When it comes to public space, many assume that while truly public space is always good, "privately owned public space" is always bad. However, in this article originally published by Metropolis Magazine as "A Plaza is No Guarantee of Democracy," NBBJ's Carl Yost argues that the distinction is not so binary. As architects, it's our job to smooth over the difference between the two, while we're at work - but most importantly while we're not.
The past few months have seen the opening of high-profile projects with contested public space. The Leadenhall Building, London’s “Cheesegrater,” rises above a public plaza that the Financial Times called “problematic,” with “an astonishing array of defensive measures to make it clear that while it may be open to the public, it is still ours” (that is, the landlord’s). In New York, the World Trade Center plaza has taken fire from critics, both domestic and international, who chafe at restrictions on visitors’ behavior.
It evokes the debate over “privately owned public space,” or POPS, that arose during Occupy Wall Street, when protesters camped out in Zuccotti Park, a Lower Manhattan plaza that is privately owned by Brookfield Office Properties yet must remain open to the public. Many rightly pointed out the restrictions that POPS pose to free speech and assembly, when owners can evict people they consider unwelcome.
Yet for all the hand-wringing about privatization, what really matters is not who owns the space, but what activities are allowed to occur there. Take Ferguson, Missouri, where a militarized police force turned rifles and tear gas on unarmed protesters and the press in the most public place of all: the street. The major lessons of Ferguson aren't about design or privatization—they're about race, class, and the manner in which the state interacts with its citizens.
Not for nothing have the events in Ferguson drawn comparisons to civil rights–era Alabama. In Selma, too, authorities responded with excessive force to peaceful protesters who had every right to occupy public streets. More recently, the NYPD illegally detained protesters during the 2004 Republican National Convention. Even non-protest activities aren’t immune from overreach. Despite a definitive legal setback, “stop-and-frisk” policing remains controversial, and Vice recently reported that loitering has essentially been criminalized on drug-prone streets of Camden, New Jersey.
In each instance, the quality or ownership of the space matters much less than the authorities’ (sometimes brutal) restriction of (legal) speech and activities.

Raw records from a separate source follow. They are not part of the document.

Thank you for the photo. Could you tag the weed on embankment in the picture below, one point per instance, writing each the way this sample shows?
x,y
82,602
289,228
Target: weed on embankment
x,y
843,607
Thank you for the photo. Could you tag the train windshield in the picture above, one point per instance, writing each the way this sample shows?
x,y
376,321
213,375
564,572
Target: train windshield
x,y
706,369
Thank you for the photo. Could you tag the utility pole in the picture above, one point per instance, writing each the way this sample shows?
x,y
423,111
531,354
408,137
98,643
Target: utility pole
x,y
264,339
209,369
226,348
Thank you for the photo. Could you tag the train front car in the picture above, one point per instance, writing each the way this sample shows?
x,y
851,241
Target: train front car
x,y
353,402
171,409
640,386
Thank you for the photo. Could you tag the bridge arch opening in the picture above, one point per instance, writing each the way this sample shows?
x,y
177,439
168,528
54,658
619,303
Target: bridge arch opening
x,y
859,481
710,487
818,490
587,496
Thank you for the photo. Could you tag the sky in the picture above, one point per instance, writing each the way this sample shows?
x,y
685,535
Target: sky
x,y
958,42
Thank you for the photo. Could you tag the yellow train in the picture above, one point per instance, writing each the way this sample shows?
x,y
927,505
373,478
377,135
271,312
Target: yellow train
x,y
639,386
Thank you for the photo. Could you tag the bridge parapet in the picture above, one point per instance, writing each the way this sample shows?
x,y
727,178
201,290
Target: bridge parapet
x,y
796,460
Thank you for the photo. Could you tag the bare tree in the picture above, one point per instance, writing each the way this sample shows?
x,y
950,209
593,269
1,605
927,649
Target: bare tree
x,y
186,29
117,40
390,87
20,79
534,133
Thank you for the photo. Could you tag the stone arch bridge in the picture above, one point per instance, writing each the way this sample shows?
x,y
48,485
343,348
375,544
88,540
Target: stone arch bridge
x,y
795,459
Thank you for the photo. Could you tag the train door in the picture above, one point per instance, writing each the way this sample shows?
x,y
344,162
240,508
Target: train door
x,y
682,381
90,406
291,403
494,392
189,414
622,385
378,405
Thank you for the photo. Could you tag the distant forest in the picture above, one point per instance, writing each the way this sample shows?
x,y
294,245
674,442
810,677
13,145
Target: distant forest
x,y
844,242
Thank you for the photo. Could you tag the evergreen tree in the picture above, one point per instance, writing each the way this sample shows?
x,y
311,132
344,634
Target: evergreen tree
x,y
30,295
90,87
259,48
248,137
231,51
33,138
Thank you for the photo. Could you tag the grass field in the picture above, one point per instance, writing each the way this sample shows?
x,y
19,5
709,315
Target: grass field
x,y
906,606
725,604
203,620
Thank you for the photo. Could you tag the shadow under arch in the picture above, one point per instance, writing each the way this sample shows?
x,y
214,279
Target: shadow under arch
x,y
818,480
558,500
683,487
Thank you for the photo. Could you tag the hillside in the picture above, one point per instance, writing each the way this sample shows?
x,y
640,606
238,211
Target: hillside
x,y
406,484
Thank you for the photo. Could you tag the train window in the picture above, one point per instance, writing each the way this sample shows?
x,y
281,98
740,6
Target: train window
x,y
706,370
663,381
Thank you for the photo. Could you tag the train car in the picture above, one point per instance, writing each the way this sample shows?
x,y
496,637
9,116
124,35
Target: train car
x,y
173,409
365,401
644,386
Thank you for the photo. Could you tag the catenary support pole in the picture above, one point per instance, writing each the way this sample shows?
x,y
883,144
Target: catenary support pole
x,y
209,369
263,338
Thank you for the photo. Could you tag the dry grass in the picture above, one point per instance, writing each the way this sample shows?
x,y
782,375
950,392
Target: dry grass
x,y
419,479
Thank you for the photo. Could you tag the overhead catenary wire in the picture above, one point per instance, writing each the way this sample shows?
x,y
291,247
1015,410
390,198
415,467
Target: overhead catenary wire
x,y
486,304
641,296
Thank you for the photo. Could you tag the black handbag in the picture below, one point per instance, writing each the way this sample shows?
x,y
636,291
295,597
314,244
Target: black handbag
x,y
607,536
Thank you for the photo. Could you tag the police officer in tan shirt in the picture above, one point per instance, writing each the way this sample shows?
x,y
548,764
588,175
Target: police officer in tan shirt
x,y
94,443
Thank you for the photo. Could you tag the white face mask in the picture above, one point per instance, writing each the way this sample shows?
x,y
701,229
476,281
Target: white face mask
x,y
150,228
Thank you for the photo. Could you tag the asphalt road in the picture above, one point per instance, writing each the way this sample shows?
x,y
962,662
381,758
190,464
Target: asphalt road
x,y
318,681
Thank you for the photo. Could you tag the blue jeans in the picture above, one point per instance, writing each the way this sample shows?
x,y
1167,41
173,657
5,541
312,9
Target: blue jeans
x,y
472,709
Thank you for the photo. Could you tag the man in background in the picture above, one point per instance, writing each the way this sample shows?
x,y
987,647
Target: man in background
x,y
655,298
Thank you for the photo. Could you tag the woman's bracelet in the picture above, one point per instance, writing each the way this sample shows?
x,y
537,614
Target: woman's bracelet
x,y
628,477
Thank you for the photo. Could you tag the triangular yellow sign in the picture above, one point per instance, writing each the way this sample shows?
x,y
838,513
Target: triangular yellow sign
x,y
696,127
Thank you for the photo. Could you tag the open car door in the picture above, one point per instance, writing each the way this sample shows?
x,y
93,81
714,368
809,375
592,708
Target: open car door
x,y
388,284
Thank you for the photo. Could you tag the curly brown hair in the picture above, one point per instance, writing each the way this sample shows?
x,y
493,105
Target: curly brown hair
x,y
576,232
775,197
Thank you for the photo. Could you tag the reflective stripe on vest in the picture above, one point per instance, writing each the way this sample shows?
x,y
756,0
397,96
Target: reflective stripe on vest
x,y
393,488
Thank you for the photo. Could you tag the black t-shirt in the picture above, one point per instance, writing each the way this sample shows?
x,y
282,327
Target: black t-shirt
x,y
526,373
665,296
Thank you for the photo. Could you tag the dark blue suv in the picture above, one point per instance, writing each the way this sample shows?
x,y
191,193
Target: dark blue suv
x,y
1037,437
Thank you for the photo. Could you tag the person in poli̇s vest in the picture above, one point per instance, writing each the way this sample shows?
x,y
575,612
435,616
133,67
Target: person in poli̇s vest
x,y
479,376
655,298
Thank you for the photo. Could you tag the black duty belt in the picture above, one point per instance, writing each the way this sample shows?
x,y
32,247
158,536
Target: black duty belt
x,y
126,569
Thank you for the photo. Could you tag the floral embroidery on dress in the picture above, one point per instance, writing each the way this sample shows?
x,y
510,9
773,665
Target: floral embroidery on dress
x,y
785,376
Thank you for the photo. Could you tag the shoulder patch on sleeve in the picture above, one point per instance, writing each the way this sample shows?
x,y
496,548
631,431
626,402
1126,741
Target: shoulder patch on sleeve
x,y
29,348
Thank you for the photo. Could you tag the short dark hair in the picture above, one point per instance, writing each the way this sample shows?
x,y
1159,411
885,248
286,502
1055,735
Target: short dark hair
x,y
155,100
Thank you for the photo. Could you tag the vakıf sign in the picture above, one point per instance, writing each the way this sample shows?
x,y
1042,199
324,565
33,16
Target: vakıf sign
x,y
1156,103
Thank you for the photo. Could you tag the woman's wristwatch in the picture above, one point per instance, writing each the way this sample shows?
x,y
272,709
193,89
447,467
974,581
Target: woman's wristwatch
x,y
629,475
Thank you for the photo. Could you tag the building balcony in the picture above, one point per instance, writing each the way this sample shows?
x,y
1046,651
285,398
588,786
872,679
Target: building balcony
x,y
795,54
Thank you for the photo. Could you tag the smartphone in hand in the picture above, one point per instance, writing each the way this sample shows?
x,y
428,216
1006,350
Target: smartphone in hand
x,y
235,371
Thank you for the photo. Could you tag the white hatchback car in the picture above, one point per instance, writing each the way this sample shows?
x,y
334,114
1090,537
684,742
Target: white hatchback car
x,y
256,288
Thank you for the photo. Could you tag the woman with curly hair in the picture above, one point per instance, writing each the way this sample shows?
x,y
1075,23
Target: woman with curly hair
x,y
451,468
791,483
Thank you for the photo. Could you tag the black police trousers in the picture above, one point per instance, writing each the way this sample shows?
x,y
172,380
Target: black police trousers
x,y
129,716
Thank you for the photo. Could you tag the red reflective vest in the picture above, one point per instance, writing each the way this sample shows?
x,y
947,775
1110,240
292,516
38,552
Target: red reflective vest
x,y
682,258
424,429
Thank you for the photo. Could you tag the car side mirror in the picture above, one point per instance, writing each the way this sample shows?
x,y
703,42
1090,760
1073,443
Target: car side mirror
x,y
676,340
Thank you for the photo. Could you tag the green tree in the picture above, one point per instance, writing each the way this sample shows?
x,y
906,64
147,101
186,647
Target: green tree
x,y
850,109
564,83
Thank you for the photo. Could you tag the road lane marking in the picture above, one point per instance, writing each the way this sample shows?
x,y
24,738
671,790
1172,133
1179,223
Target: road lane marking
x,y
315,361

The causes—autocratic leadership, institutional paranoia, and political or financial gain or some combination thereof—differ, but the result is the same: overreaction, and curtailed liberties within explicitly public space.
And while public space can be restricted, let's not forget that private spaces can also be productive sites of dissent under the right conditions. After all, Brookfield and the NYPD allowed the Occupy Wall Street encampment to exist for nearly two months before eviction, sparking a worldwide protest movement in the process. (And Mayor Bloomberg's stated justification for finally clearing Zuccotti—health and safety—would also carry legal weight in a truly public space like Central Park or Times Square.)
That’s not to say architects and developers are never guilty of over-celebrating space that is only nominally public. Do the Shard’s observation deck, with its £25 admissions fee, and expansive porte-cochère really qualify as “public”? (Or, back at Ground Zero, the observation deck of One World Trade Center?) Nor is it to say that design has no role to play in encouraging or hindering free speech—after all, Haussmann often justified those beautiful Parisian boulevards as a means of facilitating military movements.
But it’s easy to assume that once public space (whether nominal or actual) has been created, we have done our job—democracy achieved! In reality, the hard work is just beginning. Even careful programming—whether with leisure activities, culture, or even demonstrations—won’t matter if the authorities stomp in with tear gas and pepper spray. It takes political action to ensure a democratic society, not just design.
So when Dame Hadid says that architects aren’t responsible for the social context that surrounds their buildings, she might have a point. But citizens are responsible—and that’s all of us.
Carl Yost is a communications manager for NBBJ and an architecture and design writer based in New York.